Переход от устной культуры к визуальной повел не только к упразднению симультанности значений, но и к выравниванию произношения и интонации. Роберт Хильер в книге «В поисках поэзии» (р.45) пишет:
Мы, американцы, по большей части пренебрегаем интонацией. Мы бессознательно избегаем ее как выражение аффектации и тем самым наполовину обедняем наш родной язык, превращая его в одно монотонное жужжание или ворчание. Наша речь становится плоской и смазанной, поскольку слоги и целые слова сливаются вместе, что напоминает прозу без знаков препинания. Нам следовало бы научиться произносить так, чтоб каждый слог звучал, как полный аккорд! Но мы этого не делаем. А в результате страдает поэзия. Американский голос на самом деле гораздо богаче английского. Если оставить в стороне кокни (а заодно и «суперкокни», так называемый оксфордский акцент), мы ошибочно приписываем английскому голосу оттенок превосходства, тогда как в действительности именно благодаря переменчивой интонации английская речь так выигрывает в выразительности по сравнению с нашей. Интонация в нашем языке имеет такое же значение, как жестикуляция во французском. В ней — его экспрессивность, выразительность, точность. Елизаветинцы, несомненно, говорили, используя всю гамму тонов и полутонов — от самого высокого до самого низкого, и отзвуки этого красноречия сохранились в речи ирландцев по сей день. Без интонации чтение стихов теряет в силе своего воздействия.
В американской культуре визуальные импликации печати раскрылись более полно, чем где бы то ни было, по причинам, которые нам вскоре станут ясны. Грор Даниэльсон в работе «Исследования ударения в многосложных английских словах латинского, греческого и романского происхождения» приводит собранный им обширный материал, который подтверждает положения Хильера.
Мы уже показывали на примере искусства, науки и библейской экзегезы, что в средние века постоянно нарастала тенденция к визуализации. Теперь следует рассмотреть, как такой сдвиг постепенно происходил в языке, тем самым подготавливая скачок к его визуальному закреплению посредством печати.
Что касается выражения отношений между подлежащим и дополнением, то английский язык в своем развитии ушел от флективных средств, благодаря которым подлежащее и дополнение могли занимать любую позицию в предложении, — к грамматически фиксированному порядку слов, в силу которого положение перед глаголом стало «территорией» подлежащего, а положение после глагола «территорией» дополнения.[226]

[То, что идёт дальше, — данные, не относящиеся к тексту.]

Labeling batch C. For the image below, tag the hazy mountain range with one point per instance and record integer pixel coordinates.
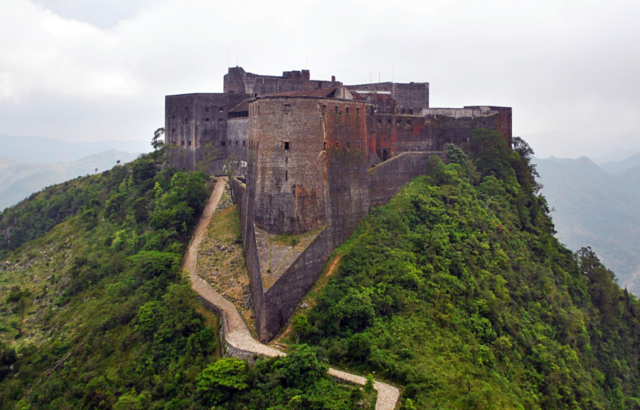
(19, 180)
(598, 206)
(42, 149)
(29, 164)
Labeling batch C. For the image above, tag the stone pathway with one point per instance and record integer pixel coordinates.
(237, 338)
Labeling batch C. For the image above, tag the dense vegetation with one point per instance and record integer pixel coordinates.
(97, 314)
(458, 291)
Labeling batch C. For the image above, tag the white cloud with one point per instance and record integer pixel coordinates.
(567, 68)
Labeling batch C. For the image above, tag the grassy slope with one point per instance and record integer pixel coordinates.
(108, 320)
(458, 291)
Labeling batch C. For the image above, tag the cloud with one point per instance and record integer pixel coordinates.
(567, 68)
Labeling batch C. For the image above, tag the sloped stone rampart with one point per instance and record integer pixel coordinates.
(235, 336)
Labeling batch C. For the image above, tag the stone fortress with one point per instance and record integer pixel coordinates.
(312, 157)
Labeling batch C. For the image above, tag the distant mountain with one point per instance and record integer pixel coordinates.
(595, 208)
(19, 180)
(613, 167)
(41, 149)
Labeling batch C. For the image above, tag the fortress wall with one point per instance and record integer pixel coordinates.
(346, 163)
(237, 138)
(290, 196)
(239, 81)
(194, 120)
(451, 130)
(387, 178)
(401, 133)
(281, 300)
(503, 121)
(242, 197)
(414, 96)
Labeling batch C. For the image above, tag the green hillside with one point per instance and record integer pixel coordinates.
(458, 290)
(95, 313)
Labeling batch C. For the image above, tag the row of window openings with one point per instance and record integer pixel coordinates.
(286, 145)
(398, 122)
(224, 143)
(337, 110)
(220, 120)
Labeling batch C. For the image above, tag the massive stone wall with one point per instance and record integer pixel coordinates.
(411, 97)
(239, 81)
(454, 125)
(290, 190)
(197, 125)
(310, 168)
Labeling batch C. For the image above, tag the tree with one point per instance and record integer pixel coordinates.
(156, 142)
(208, 153)
(220, 379)
(301, 326)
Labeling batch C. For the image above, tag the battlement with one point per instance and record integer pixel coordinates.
(316, 156)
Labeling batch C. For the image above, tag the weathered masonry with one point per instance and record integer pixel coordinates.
(315, 157)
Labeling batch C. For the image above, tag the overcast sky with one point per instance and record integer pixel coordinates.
(89, 70)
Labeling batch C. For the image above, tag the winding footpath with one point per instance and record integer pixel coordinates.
(237, 338)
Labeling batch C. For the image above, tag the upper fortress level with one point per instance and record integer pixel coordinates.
(315, 156)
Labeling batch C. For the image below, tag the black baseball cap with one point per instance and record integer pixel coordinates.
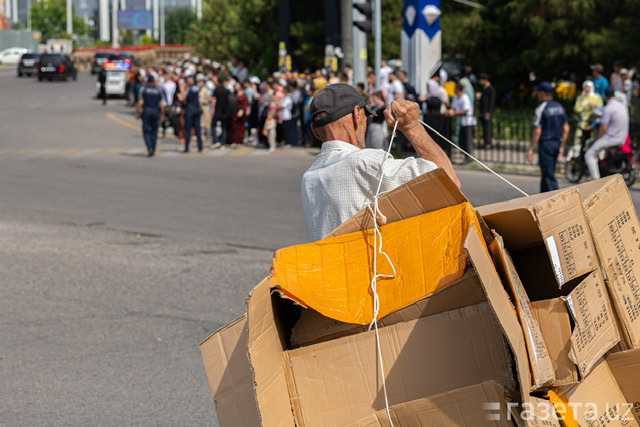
(337, 101)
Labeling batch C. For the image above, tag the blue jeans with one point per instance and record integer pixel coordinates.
(548, 157)
(192, 120)
(150, 118)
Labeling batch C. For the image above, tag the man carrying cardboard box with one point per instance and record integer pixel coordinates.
(344, 177)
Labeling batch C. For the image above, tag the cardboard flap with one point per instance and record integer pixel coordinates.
(339, 382)
(502, 308)
(224, 355)
(478, 405)
(265, 355)
(429, 192)
(555, 325)
(333, 276)
(595, 330)
(615, 227)
(596, 401)
(541, 365)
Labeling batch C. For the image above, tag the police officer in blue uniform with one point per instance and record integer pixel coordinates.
(193, 113)
(150, 101)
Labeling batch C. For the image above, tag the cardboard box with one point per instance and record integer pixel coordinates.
(271, 318)
(596, 401)
(338, 382)
(615, 228)
(555, 324)
(625, 367)
(594, 332)
(545, 227)
(313, 327)
(542, 370)
(227, 367)
(478, 405)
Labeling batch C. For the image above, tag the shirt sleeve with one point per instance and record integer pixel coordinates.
(606, 116)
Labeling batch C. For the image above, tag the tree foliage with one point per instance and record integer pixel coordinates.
(178, 26)
(50, 18)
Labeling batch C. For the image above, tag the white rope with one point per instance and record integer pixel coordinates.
(377, 248)
(474, 159)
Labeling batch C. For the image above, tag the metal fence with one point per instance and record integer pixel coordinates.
(512, 137)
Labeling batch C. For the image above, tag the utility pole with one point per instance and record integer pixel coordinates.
(69, 17)
(115, 42)
(103, 12)
(162, 34)
(421, 41)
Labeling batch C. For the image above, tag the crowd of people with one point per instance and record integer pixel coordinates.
(234, 108)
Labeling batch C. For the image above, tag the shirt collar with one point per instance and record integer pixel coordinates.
(337, 145)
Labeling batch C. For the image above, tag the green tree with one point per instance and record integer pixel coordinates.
(50, 18)
(239, 29)
(178, 26)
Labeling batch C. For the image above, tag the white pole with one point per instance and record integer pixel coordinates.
(14, 11)
(114, 24)
(377, 30)
(69, 17)
(104, 20)
(162, 33)
(147, 6)
(156, 20)
(29, 15)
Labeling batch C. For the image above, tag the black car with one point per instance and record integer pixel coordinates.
(99, 59)
(56, 66)
(28, 64)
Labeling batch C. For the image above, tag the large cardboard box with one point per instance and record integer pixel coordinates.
(625, 367)
(614, 225)
(481, 405)
(339, 382)
(545, 227)
(271, 318)
(596, 401)
(227, 367)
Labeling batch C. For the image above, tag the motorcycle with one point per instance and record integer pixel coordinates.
(616, 160)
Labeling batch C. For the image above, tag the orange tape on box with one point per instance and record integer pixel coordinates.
(333, 276)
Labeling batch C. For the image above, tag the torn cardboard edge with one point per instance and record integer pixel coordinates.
(482, 404)
(555, 221)
(542, 372)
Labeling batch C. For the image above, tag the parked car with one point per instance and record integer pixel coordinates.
(56, 66)
(12, 55)
(98, 60)
(28, 64)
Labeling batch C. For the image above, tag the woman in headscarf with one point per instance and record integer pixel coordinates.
(585, 104)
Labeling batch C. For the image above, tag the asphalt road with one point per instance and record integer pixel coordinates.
(114, 266)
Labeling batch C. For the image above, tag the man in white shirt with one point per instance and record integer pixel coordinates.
(344, 177)
(613, 131)
(462, 108)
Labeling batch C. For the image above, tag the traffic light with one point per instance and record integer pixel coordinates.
(363, 22)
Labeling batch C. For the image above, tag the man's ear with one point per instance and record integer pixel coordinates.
(314, 131)
(355, 116)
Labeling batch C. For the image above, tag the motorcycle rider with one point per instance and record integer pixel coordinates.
(613, 131)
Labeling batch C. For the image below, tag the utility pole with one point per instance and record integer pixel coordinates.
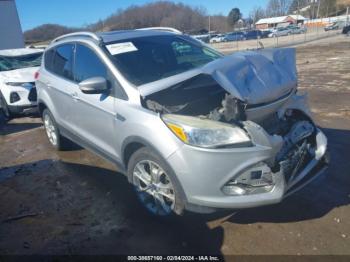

Флексия свойственна устной, или слуховой, культуре, поскольку является средством и формой симультанности. Культура фонетического алфавита, напротив, сильно тяготеет к упразднению флексии в пользу визуальной позиционной грамматики. Эдвард П. Моррис удачно сформулировал этот принцип в работе «О принципах и методах латинского синтаксиса», где визуальный акцент выступает как
тенденция к выражению отношений посредством отдельных слов…
Общая тенденция, в силу которой отдельные слова частично принимают на себя функции флексии, представляет собой наиболее радикальную перемену в истории индоевропейских языков. Это одновременно свидетельствует о более ясном понимании концептуальных отношений. Флексия в общем и целом скорее предполагает, чем выражает отношения. Разумеется, было бы ошибкой говорить, что в каждом конкретном случае выражение отношений посредством отдельного слова, например предлога, точнее, чем посредством падежной формы, но можно с полным правом утверждать, что отдельное слово может обозначать отношение только в том случае, если последнее осознается достаточно ясно. Отношение между понятиями само должно стать понятием. В этом плане тенденция к выражению отношений с помощью отдельных слов есть тенденция к точности… Слова, которые являются одновременно и наречиями, и предлогами, более отчетливо выражают элементы значения, скрытые в падежной форме. Поэтому и значение самой падежной формы определяется с их помощью (с.102–104).